L’affaire PPDA : cette situation peut invalider l’assignation pour protéger le premier témoin

Ce mardi 20 septembre, Gilles Verdez a donné une information importante sur le cas de Patrick Poivre d’Arvor. Selon la chronique, il existe un moyen de s’informer de l’annulation de l’ordonnance de protection PPDA.

Patrick Poivre d’Arvor est une chose de plus dans le chaos. Le lundi 19 septembre 2022, le journal Sortie publie de nouvelles preuves accablantes sur les abus que l’ancien témoin du JT de TF1 a fait subir aux femmes. A la liste des accusés, trois accusés ont été ajoutés, avec les écrivains Margot Cauquil-Gleizes et Bénédicte Martin. Ces deux femmes ont déclaré avoir porté plainte pour prostitution et harcèlement. Les faits remontent à de nombreuses années et sont donc couverts par la directive.. Mais voici une excellente information dans ce cas. Toute condition peut mettre fin à l’ordonnance de protection des lanceurs d’alerte.

étranger dans l’arrangement de Touche pas à ma téléLe mardi 20 septembre 2022, Florian Anselme est revenu sur ce sujet. “C’est la pratique habituelle : ils viennent voir ses nouvelles. Plus tard, ils sont emmenés à son bureau par son assistant, qui travaille encore aujourd’hui. Et c’est ça qu’ils insultent.” Une version vérifiée par Gilles Verdez : “Le plus vrai dans ce qu’a dit Florian, c’est le nouveau côté maison à chaque fois, très bien, c’est peut-être comme une histoire”, il a commencé à expliquer.

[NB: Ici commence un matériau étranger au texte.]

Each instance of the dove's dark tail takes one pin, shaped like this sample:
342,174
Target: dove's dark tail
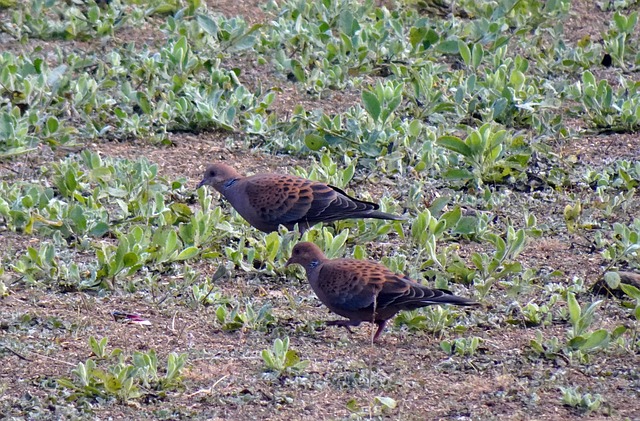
383,215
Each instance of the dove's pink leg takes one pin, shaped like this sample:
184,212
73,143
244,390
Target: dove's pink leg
381,324
344,323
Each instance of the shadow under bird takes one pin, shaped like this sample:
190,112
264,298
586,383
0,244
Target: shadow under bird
363,290
269,200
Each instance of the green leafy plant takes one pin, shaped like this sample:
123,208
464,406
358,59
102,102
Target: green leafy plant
281,360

Patrick Poivre d’Arvor peut voir la nature des faits qui lui sont reprochés, s’envoler

Cette fameuse histoire permet de sauter à la référence : “Si c’est une histoire, à ce moment-là, il n’y a pas de limite. Cette référence populaire est incontournable. Si on confirme la série et que c’est ce que la vérité essaie de découvrir… Le modus operandi est le même, le même lieu, un groupe, pas de prescription”. La levée de ce délai permettra de sanctionner les victimes de Patrick Poivre d’Arvor. Dans l’article de Sortie, les deux femmes qui ont porté plainte contre PPDA La première de ses victimes présumées était Bénédicte Martin. Âgé de 44 ans, le journaliste et écrivain a déclaré en portant plainte pour voies de fait en novembre 2003. Après avoir lu un manuscrit, il est invité à un projet documentaire intitulé Vol de nuit. Après le tournage, « PPDA a fini d’arriver dans une chambre, a enlevé ses chaussures et lui a donné un verre du meilleur rhum (…) Puis il l’a honoré d’une vue sur la Seine (…) Avant de la saisir par le cou en elle faisant un poirier, tirant sa chemise et essayant de l’embrasser.”

“Elle m’a bercé sur le lit, m’a détaché, est entré. Cela n’a pris que cinq minutes.

Alors Bénédicte Martin décide de raconter cette terrible soirée à son attaché de presse, qui lui répond : “Ouais, ouais, mais il est comme, Patrick, tout le monde le sait. T a ditQu’est-ce que vous attendiez? Si vous voulez écrire, il y a des rubriques obligatoires… Toutes les adolescentes les parcourent. Votre livre marche très bien. De quoi te plains tu?” Le journal Sortie donne la parole à deux autres femmes. Parmi elles, Margot Cauquil-Gleizes. Son histoire commence à l’automne 1984, alors qu’il avait 16 ans. Après avoir rencontré PPDA, il lui a demandé : “Quel genre de sous-vêtements porte-t-elle”. Il la revit quelques mois plus tard “Quand je l’ai ouvert, j’ai été un peu surpris, car c’était une toute petite chambre, pas une suite, et je me suis tout de suite dit : Mais où allons-nous atterrir ? C’est juste un lit. Ouvrez-moi, entrez-moi. Ça a duré cinq minutes. J’étais toujours coincé, je ne savais pas ce qui m’arrivait”.